3.Third-Style – Delicate linear fantasies on monochromatic backgrounds

  • Not trying to imitate marble panels, not trying to create illusion of three-dimenionality
  • Notice very thin colonnettes, feather-weight canopy, tiny floating landscape in the center, all on a monochrome black background – Landscape is like a painting in a frame
  • Does this look like a window into another world? Which landscape is better – Livia’s or this one?

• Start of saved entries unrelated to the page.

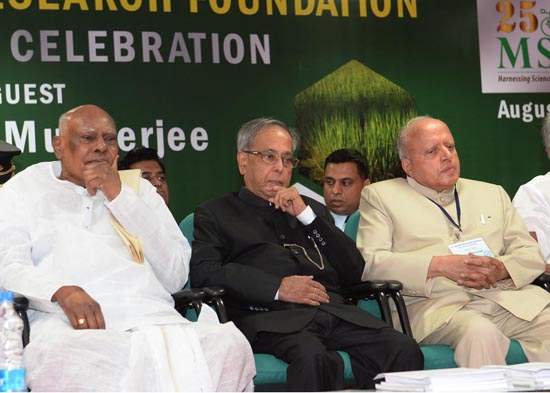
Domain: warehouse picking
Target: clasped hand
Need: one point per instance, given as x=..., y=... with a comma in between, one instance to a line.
x=82, y=311
x=473, y=271
x=288, y=200
x=303, y=290
x=102, y=176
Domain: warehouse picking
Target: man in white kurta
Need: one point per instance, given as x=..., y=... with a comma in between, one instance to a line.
x=474, y=298
x=532, y=200
x=101, y=320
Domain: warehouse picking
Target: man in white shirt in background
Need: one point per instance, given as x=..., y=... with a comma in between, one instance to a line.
x=98, y=261
x=152, y=168
x=532, y=201
x=346, y=173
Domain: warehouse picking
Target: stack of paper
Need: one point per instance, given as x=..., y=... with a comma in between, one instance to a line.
x=445, y=380
x=526, y=376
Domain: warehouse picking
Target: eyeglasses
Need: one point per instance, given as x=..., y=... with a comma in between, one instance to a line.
x=271, y=157
x=151, y=177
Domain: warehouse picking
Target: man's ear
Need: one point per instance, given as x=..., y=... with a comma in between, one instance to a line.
x=58, y=147
x=242, y=160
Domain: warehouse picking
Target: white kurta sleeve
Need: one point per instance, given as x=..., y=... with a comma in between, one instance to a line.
x=17, y=271
x=533, y=206
x=147, y=216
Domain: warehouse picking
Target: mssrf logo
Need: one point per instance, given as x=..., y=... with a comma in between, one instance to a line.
x=514, y=44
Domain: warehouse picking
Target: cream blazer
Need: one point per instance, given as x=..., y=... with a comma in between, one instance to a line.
x=400, y=230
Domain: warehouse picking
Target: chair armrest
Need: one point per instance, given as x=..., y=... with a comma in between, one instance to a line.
x=363, y=290
x=394, y=291
x=543, y=281
x=214, y=297
x=188, y=297
x=21, y=305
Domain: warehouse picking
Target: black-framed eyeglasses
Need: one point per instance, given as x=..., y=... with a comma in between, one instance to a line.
x=271, y=157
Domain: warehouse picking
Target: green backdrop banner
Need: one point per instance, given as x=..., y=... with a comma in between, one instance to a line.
x=183, y=75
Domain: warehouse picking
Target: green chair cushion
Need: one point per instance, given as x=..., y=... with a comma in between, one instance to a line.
x=272, y=371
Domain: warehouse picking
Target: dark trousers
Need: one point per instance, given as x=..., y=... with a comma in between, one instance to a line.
x=314, y=364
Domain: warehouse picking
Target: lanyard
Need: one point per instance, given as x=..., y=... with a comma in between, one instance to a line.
x=457, y=203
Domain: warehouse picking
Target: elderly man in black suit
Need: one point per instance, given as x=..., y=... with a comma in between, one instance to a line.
x=282, y=263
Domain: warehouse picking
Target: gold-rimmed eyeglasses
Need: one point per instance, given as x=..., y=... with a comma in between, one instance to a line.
x=271, y=157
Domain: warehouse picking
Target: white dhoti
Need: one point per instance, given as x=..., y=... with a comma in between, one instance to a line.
x=191, y=356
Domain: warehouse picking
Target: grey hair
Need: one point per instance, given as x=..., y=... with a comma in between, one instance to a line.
x=404, y=133
x=545, y=131
x=249, y=130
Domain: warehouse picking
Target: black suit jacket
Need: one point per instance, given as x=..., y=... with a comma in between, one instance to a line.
x=239, y=245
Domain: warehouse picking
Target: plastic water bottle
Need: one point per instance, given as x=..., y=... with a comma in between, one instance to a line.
x=12, y=369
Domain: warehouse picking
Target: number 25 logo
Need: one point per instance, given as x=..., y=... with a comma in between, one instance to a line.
x=529, y=21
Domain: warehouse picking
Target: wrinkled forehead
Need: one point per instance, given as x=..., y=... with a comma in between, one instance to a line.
x=431, y=133
x=273, y=138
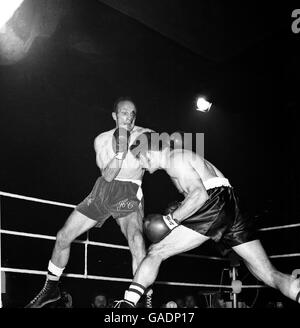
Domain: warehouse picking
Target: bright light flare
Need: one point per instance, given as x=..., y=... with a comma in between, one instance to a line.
x=203, y=105
x=7, y=9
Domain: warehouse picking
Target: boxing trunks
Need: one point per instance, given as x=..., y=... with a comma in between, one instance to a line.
x=220, y=217
x=117, y=198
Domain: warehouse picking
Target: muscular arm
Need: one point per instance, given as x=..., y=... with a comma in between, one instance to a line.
x=194, y=190
x=111, y=169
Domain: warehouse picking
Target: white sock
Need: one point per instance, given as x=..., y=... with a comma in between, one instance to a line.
x=54, y=272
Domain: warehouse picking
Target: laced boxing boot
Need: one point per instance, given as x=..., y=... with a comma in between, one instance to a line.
x=49, y=293
x=123, y=304
x=146, y=299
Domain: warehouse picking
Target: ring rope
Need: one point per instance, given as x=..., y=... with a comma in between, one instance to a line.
x=44, y=201
x=105, y=278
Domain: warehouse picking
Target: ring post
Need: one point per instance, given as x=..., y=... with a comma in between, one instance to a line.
x=0, y=261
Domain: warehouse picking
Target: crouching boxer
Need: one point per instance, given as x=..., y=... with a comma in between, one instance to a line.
x=210, y=210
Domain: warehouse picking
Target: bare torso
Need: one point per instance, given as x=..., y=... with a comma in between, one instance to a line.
x=131, y=168
x=187, y=168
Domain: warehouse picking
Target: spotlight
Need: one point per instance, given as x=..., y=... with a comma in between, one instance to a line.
x=203, y=105
x=7, y=9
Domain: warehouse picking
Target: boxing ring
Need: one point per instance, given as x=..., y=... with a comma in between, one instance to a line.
x=235, y=286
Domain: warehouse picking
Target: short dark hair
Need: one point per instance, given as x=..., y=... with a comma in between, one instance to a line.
x=121, y=99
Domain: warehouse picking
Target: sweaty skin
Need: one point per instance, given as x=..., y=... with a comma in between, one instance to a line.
x=130, y=168
x=188, y=171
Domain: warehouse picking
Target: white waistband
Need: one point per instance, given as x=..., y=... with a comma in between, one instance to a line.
x=216, y=182
x=138, y=182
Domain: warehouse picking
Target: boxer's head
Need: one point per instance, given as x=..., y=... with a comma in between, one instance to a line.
x=124, y=113
x=149, y=149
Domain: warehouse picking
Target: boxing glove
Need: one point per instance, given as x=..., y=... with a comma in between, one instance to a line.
x=157, y=226
x=120, y=142
x=172, y=207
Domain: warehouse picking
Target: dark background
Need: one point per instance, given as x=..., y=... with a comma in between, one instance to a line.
x=58, y=96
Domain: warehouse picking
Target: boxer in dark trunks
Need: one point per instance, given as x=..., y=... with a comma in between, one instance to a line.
x=210, y=210
x=116, y=193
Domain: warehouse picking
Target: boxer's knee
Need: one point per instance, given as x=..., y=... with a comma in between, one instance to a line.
x=63, y=239
x=158, y=252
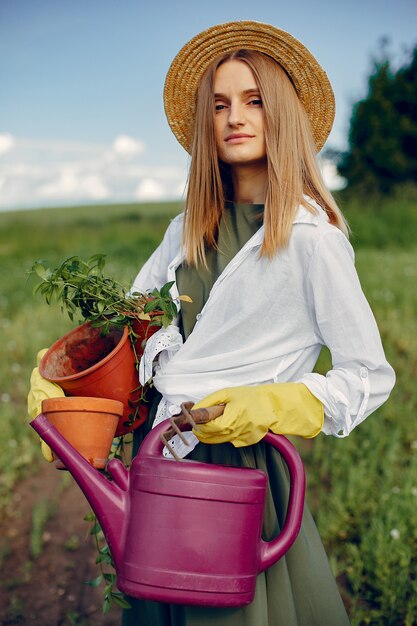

4.Fourth-Style – Combines some elements of all the styles

  • Example: Room for Nero’s Domus Aurea (Golden House)
  • Sea creatures, birds, and other motifs on monochromatic backgrounds
  • Views outside the room as well as some illusions
  • Example – Frescoes on Triclinium P of House of Vettii
  • Notice the elements of the other styles placed together in a crowded manner

5.Still – life with Peaches

  • Important example of the Fourth-Style
  • Found in Herculaneum
  • Roman painters were interested in everyday objects as well as buildings and landscapes
  • Artists paid close attention to shadows and highlights
  • Worked directly from the arrangement
  • Fruit, the stem and leaves, and glass jar set on different shelves – gives the illusion of the casual as if these objects were in a cupboard.
  • Art historians have not found evidence of anything like these Roman studies of food and inanimate objects until Dutch still-life paintings of the 17th century!!
  • Not exact in drawing, perspective, or rendering of light and shade like the Dutch
  • Ancients still understood that the appearance of objects was a function of light – AMAZING!

6.Portrait of Husband and Wife fresco

  • Shows diverse tastes of Roman frescoes
  • Romans kept imagines (portrait busts) in homes, why not have painted portraits, too
  • Man holds a scroll, woman holds a stylus and wax tablet – standard in Roman marriage portraits
  • Indicates fine education – even if it wasn’t true and the individuals were uneducated and illiterate
  • Roman equivalent of modern wedding portraits in which brides and grooms wear rented formal clothes that they will not wear again
  • Heads are not of a standard type – Sensitive studies of the features of the man and woman
  1. Mosaics

1.Usually on floors in ancient times but Romans had mosaics on walls and ceilings, precursor of early Christian mosaic tradition.